While the TRF depends on the architecture only, the ERF dy/dx is dependent on the input, i.e., different inputs generate different ERFs dy/dx. Thus, a single ERF computation is not enough. Accordingly, Luo et al.[1] average the ERF over 20 runs (inputs). Initially, the paper evaluates the ERF using randomly initialized networks. These networks are initialized either uniformly (all ones) or randomly. Once initialized, these networks are fixed to compute the average ERF over 20 runs (inputs).
Fig. 5 shows perfect Gaussian shapes for uniformly and randomly initialized convolution kernels without nonlinear activations. Also, the figure shows near Gaussian shapes for randomly weighted kernels with a RELU nonlinearity. Adding the ReLU nonlinearity makes the distribution a bit less Gaussian. ReLU produces exactly zero for half of its inputs and it is easy to get a zero output. This means few paths from the receptive field reach the output.
Fig. 6 shows the ERF for randomly initialized 20-layer networks. These three networks leverage different non-linearities: RELU, Tanh, and Sigmoid. The ERF is averaged over 100 runs (input) with different random weights as well as different random inputs. Fig. 6 shows the ERF a lot more Gaussian-like.
In computer vision literature, it is typical to use subsampling to reduce the feature resolution as the network depth increases. This paper highlights the importance of both subsampling and dilated-convolutions to increase the ERF. Fig. 7 shows how subsampling and dilated convolution increase the ERF significantly.
Fig. 8. evaluates the receptive field before and after training CNNs. The effective receptive field grows significantly after training. In the CIFAR experiment (Fig. 8 left), the theoretical receptive field is 74x74, i.e., bigger than the input image 32x32. Yet, ERF still won’t cover the input image.
Finally, the paper concludes with an informal relationship between the effective and theoretical receptive fields. The paper fits a line between the number of layers (x-axis) and ERF-ratio (y-axis). Fig. 9 shows the ERF ratio (ERF/TRF) has a -0.43 slope with the number of layers (x-axis). This finding is informal because it is architecture depended. While a negative slope is always expected, the slope value will differ from one architecture to another.
My comments:
- [S] This is a nice paper and especially important for fields that process high-resolution inputs.
- [S] The paper delivers impressive quantitative evaluations.
- [S] The paper tried to propose an initialization scheme to increase the receptive field. While this scheme speeds up convergence by 30%, the authors admit that the overall benefit is not significant. Praise the honest authors :)
- [W] I find the paper’s mathematical formulation confusing. The paper’s idea is simple and could have been presented in a simpler way.
- To increase the receptive field of CNNs, the paper uses downsampling and dilation. Deformable convolution [2] is another recent alternative to increase the ERF.
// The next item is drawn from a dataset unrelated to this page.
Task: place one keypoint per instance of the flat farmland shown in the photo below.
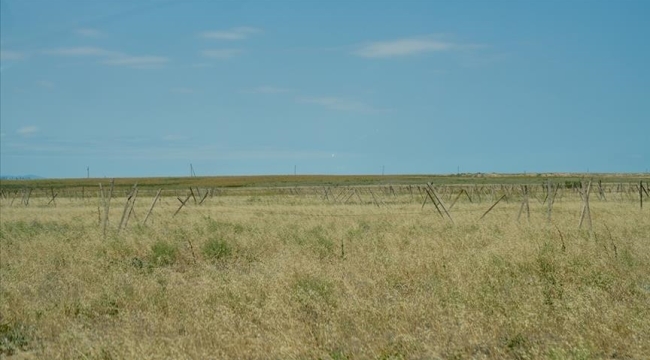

- I am not aware of any similar paper that evaluates the effective receptive field of Transformers. While a single attention layer can cover the entire input signal (tokens), this is just theoretically. Accordingly, a paper that quantifies the receptive fields of either vanilla Transformers or CvT would be interesting.
References:
[1] Luo, W., Li, Y., Urtasun, R. and Zemel, R., 2016. Understanding the effective receptive field in deep convolutional neural networks. Advances in neural information processing systems, 29.
[2] Dai, J., Qi, H., Xiong, Y., Li, Y., Zhang, G., Hu, H. and Wei, Y., 2017. Deformable convolutional networks. In Proceedings of the IEEE international conference on computer vision (pp. 764–773).